Ölkonzern Shell stoppt Ölbohrungen vor Alaska

Eine Bohrinsel des Shell-Konzerns.

(Foto: AP)
  • Der Mineralölkonzern Shell gibt seine Förderpläne vor der Nordwestküste Alaskas auf.
  • Es lohne sich wirtschaftlich nicht, die Öl- und Gasvorräte in diesem Teil der Arktis zu fördern.
  • Die Ölbohrungen waren von Umweltschützern scharf kritisiert worden, weil sie negative Folgen für die Tierwelt in der Arktis fürchten.

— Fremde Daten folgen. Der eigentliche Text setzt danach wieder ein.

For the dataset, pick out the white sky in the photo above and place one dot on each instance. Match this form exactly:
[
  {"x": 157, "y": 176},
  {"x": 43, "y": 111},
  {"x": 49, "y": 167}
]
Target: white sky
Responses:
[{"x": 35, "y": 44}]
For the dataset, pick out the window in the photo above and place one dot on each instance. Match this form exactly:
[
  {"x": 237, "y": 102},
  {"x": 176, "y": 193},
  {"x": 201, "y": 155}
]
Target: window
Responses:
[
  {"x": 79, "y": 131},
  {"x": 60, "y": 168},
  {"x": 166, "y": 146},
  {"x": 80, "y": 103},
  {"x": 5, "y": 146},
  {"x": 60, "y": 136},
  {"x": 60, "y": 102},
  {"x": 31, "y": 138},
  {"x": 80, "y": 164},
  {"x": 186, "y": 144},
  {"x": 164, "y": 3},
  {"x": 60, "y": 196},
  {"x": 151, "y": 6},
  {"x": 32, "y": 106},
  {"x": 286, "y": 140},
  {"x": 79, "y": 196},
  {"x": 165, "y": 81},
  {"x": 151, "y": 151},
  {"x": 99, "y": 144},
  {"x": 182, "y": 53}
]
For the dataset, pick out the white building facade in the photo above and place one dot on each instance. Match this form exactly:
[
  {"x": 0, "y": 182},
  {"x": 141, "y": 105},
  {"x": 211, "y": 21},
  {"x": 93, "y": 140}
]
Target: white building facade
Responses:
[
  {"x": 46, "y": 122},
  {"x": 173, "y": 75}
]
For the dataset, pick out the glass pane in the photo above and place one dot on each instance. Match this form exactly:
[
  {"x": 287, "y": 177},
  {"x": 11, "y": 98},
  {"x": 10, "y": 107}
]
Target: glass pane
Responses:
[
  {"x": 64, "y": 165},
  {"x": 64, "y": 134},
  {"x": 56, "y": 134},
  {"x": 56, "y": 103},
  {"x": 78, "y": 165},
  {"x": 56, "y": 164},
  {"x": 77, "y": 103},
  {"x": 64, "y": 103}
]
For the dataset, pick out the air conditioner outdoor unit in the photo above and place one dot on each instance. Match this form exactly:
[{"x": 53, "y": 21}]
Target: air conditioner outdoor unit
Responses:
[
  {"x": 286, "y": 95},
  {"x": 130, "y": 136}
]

Warum Shell das Projekt stoppt

Der britisch-niederländische Ölkonzern Shell stoppt seine umstrittenen Erkundungen vor der Küste Alaskas. Die bisherigen Funde von Öl und Gas reichten dort für weitere Bohrungen nicht aus, teilte das Unternehmen in London mit. "Die Quelle wird versiegelt und verlassen." Weitere Bohrungen seien dort in "absehbarer Zukunft" nicht geplant.

Das untersuchte Gebiet liegt knapp 130 Kilometer vor der Küste des nördlichsten US-Staates. Shell hält es jedoch für möglich, dass in anderen Teilen des flachen Meeresgebietes ergiebigere Vorräte lagern.

Der Stopp bringt finanzielle Belastungen in Milliardenhöhe mit sich, wie das Unternehmen in London mitteilte. Zudem sei nicht klar, welche Umweltschutzbestimmungen demnächst erlassen würden. Shell bezifferte die finanziellen Belastungen für den Stopp auf etwa drei Milliarden US-Dollar. Zusätzliche 1,1 Milliarden Dollar dürften für zukünftige Vertragsverpflichtungen anfallen. Weitere Details will das Unternehmen bei Vorlage der Zahlen zum dritten Quartal geben.

Greenpeace ist "vorsichtig froh"

Die Ölbohrungen waren von Umweltschützern scharf kritisiert worden, weil sie negative Folgen für die Tierwelt in der Arktis fürchten. "Wir sind vorsichtig froh", sagte eine Greenpeace-Sprecherin in Amsterdam nach Bekanntwerden der Entscheidung. "Wenn dieser Beschluss endgültig ist, dann haben wir gesiegt."Erst am Samstag hatte die Umweltschutzorganisation Greenpeace in mehr als 40 deutschen Städten gegen die Ölbohrungen von Shell in der Arktis protestiert.

Ungeachtet der Proteste erlaubte US-Präsident Barack Obama Shell im Mai aber unter Auflagen Öl- und Gasbohrungen vor Alaska. Die demokratische Präsidentschaftsbewerberin Hillary Clinton sprach sich Mitte August allerdings dagegen aus. Sie nannte die Arktis einen "einzigartigen Schatz", das Risiko der Bohrungen sei zu groß.